What level are you at? You must be fairly well into the game if you're messing with Calm and Control spells.

Some people around here might want to burn me at the stake for saying this, but personally I would ditch OOO. :flame: I have heard it can add some pretty tough creatures early on, and this seems to be what you're up against. I'd play the game without OOO, but add MMM 3.8 instead. This adds a variety of new creatures & NPCs to the game--some hostile and some peaceful, but all of these creatures and NPCs can be toggled on and off (via a variety of esp choices) so you can choose what to have and what not to have around. I'm not sure if OOO allows this too.

MMM 3.8 can be found at TES Alliance, if you're interested. I don't think it's at Nexus, or maybe some older versions are at Nexus. I got 3.8 at TES A though.

Maskar's Oblivion Overhaul is another option. I like this mod because it can possibly add a lot, but like MMM, we have the choice to add or subtract as much as we'd like via this mod's config file. It's very easy to add what you want, then see how it all plays out. Does OOO offer this?

Another option is to get rid of OOO and just see how the vanilla game works for awhile. This might be rather immersion-breaking of course, but it might help. This way, you'd be giving your character a chance to survive without resorting to out-of-character tactics. :shrug: The vanilla game can be jarring the way it introduces new creatures to the game (whereas with OOO they're already added from Level 1, right?) but it offers just enough challenge that you won't need to worry so much about character 'build'. Plus it might help to just see how the vanilla game handles things (so far as the way it adds new enemies), for awhile anyways.

You've got a variety of other mods I'm not so familiar with, like Better Dungeons. Not sure if these make the game more difficult or not.

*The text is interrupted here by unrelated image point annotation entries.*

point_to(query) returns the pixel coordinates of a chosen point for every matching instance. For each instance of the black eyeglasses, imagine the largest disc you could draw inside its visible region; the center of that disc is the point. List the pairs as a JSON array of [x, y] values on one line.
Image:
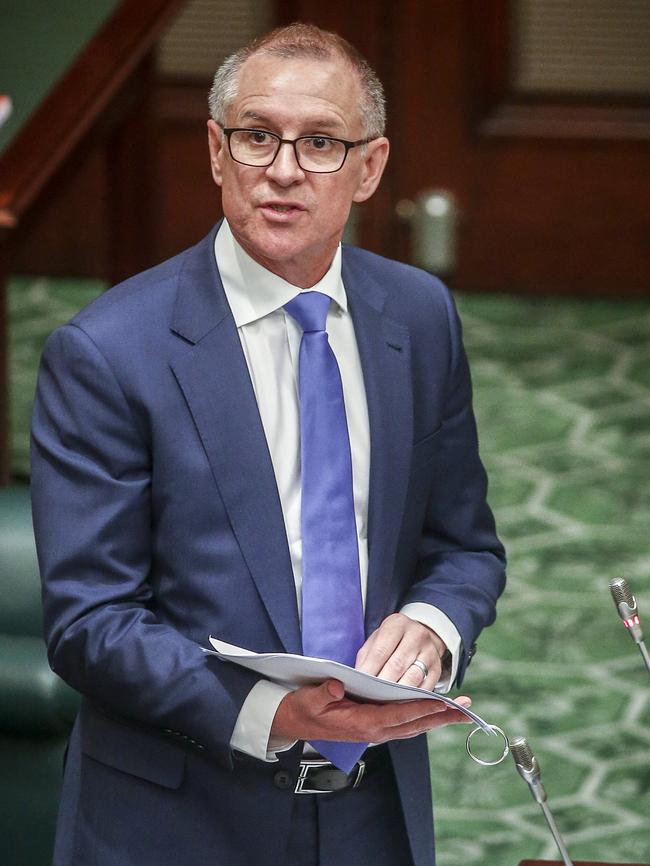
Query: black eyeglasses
[[315, 153]]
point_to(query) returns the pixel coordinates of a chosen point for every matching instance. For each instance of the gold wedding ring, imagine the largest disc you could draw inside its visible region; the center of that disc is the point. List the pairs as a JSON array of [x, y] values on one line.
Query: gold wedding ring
[[422, 667]]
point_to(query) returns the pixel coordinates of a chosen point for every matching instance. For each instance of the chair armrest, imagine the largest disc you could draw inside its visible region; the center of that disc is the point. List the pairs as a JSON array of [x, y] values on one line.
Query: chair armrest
[[33, 699]]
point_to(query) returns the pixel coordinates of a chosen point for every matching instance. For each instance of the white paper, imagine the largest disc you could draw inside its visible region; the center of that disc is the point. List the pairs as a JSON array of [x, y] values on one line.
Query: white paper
[[294, 671]]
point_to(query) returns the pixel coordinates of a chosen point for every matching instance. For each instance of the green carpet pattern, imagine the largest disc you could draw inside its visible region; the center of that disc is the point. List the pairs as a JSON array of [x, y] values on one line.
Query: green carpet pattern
[[562, 392]]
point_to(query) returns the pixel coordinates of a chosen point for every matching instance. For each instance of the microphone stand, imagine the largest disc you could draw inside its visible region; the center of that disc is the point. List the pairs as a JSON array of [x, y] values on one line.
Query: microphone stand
[[528, 769]]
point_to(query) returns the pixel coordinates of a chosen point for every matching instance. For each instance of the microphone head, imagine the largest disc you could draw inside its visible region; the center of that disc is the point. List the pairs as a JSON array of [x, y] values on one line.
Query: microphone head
[[523, 755], [621, 593], [528, 767], [626, 607]]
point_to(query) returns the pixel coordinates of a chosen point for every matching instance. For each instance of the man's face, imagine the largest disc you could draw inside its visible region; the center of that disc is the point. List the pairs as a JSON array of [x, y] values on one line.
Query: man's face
[[287, 219]]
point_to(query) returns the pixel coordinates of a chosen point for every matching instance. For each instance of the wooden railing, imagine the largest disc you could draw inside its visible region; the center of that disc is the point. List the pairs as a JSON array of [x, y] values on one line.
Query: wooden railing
[[103, 94]]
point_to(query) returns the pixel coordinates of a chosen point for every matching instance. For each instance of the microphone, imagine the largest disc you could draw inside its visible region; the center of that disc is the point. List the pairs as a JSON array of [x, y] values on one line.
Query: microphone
[[528, 768], [629, 612]]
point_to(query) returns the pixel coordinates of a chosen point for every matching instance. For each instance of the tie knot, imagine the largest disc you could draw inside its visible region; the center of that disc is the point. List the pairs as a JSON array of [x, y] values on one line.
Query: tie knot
[[309, 309]]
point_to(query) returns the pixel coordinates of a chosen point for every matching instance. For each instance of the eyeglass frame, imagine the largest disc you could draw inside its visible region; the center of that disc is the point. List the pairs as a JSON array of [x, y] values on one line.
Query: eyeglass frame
[[228, 130]]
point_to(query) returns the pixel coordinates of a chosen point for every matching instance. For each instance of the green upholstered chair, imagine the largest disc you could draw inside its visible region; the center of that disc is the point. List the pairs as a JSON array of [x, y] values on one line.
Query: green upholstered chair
[[36, 707]]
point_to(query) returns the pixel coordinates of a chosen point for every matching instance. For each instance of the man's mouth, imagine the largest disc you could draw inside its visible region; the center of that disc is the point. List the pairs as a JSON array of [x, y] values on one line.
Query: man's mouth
[[281, 207]]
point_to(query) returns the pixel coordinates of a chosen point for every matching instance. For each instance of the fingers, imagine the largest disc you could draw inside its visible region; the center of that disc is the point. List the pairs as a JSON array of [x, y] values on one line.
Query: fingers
[[390, 651], [324, 713]]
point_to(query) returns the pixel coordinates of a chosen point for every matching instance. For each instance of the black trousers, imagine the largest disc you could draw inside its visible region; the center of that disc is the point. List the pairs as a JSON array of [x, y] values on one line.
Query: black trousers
[[361, 826]]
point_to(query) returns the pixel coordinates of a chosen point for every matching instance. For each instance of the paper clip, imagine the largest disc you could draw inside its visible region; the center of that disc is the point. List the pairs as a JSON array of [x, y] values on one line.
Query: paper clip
[[506, 747]]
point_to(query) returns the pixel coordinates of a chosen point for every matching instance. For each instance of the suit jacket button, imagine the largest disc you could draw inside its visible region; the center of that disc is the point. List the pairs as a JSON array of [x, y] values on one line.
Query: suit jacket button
[[282, 779]]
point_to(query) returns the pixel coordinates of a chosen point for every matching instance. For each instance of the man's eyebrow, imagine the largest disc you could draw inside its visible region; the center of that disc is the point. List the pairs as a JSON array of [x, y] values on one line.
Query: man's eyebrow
[[313, 123]]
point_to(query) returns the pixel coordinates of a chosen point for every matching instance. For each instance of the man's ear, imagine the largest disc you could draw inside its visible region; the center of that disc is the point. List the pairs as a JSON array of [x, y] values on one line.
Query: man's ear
[[374, 163], [216, 144]]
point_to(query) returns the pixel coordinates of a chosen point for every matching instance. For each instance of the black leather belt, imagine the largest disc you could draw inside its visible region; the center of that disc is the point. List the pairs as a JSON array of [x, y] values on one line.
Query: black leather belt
[[318, 776]]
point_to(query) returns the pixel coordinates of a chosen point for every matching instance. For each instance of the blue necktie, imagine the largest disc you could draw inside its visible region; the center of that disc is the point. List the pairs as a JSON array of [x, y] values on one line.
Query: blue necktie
[[332, 610]]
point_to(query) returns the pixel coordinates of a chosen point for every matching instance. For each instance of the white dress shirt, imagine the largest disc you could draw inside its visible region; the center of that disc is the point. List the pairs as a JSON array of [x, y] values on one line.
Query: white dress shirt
[[270, 339]]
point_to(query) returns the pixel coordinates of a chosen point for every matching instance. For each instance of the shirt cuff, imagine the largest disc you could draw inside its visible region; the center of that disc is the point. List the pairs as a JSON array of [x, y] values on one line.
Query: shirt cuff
[[252, 731], [435, 619]]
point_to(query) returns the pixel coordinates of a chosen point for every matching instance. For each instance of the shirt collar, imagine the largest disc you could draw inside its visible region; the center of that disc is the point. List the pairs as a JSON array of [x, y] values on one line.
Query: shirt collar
[[253, 292]]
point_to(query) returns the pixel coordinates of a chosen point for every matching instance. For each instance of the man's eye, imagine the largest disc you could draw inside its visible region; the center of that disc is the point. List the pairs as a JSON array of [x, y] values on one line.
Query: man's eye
[[256, 137], [321, 144]]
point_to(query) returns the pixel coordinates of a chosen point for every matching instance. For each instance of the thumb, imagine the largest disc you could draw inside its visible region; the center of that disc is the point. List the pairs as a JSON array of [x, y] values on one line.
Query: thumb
[[332, 690]]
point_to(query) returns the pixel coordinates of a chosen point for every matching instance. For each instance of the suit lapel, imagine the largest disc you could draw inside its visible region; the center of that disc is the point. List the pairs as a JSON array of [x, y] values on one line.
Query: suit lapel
[[214, 378], [384, 349]]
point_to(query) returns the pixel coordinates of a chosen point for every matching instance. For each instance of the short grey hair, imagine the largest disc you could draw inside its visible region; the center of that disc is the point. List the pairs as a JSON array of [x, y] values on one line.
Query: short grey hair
[[302, 40]]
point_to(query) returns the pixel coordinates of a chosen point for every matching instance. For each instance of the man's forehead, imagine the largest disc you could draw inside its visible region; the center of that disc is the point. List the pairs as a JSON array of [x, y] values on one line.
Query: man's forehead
[[317, 92]]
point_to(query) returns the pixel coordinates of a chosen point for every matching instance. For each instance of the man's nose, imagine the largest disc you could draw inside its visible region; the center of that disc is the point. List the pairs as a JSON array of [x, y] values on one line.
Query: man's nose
[[285, 169]]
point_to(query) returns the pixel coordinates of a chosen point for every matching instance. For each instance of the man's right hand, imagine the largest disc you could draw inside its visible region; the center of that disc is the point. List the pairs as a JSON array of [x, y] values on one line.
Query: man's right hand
[[324, 713]]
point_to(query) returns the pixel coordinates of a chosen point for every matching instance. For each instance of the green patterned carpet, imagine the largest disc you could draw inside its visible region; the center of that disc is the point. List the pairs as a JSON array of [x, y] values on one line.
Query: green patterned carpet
[[562, 393]]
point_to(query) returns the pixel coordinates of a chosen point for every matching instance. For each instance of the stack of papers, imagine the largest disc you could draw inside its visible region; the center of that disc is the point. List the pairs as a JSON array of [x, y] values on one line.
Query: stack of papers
[[294, 671]]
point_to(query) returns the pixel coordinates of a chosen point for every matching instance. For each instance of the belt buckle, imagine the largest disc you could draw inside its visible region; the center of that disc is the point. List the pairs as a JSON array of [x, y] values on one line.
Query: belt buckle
[[308, 764]]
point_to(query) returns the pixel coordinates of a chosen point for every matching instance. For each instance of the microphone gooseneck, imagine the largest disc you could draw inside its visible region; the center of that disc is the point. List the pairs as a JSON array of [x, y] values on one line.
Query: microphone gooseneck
[[528, 768]]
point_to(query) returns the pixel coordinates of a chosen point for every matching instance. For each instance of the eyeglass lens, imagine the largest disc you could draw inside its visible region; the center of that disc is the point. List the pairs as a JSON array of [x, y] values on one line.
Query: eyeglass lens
[[255, 147]]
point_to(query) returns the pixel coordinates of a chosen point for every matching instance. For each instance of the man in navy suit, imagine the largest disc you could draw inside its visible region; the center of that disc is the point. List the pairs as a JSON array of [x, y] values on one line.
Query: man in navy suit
[[167, 493]]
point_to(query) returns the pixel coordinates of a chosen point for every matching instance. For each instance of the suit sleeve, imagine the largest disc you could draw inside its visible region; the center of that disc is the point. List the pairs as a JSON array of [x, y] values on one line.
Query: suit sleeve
[[461, 562], [91, 485]]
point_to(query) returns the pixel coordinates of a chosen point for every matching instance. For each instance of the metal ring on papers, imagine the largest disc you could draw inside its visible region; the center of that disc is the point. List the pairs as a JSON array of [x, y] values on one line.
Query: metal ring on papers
[[502, 757]]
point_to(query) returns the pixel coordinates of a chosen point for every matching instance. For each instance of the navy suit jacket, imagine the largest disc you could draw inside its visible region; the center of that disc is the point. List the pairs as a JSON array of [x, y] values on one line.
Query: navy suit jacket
[[158, 521]]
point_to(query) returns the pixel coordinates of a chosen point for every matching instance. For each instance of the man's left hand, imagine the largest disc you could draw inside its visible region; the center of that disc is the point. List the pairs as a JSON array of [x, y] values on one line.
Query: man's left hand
[[390, 651]]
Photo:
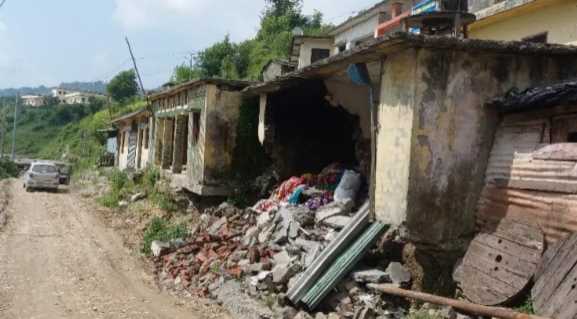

After years of playing, I'm also at the point where I don't need to touch the difficulty slider at all. I just leave it at default. Instead of messing with the slider (or worrying about build) I usually give my characters 3 major skills they're definitely going to use, one or two which won't used as often, and one or two which never get used. This slows leveling down to the point that the game is still challenging, but easier to deal with than if all 7 majors were being used 24/7.

Finally, I use a mod called Fundament, which allows the user to slow down (or speed up) all 21 Skills individually via its ini file. Some skills level upwards much more faster than others (Mysticism versus Restoration, for instance), and it helps to set everything just how you'd like it.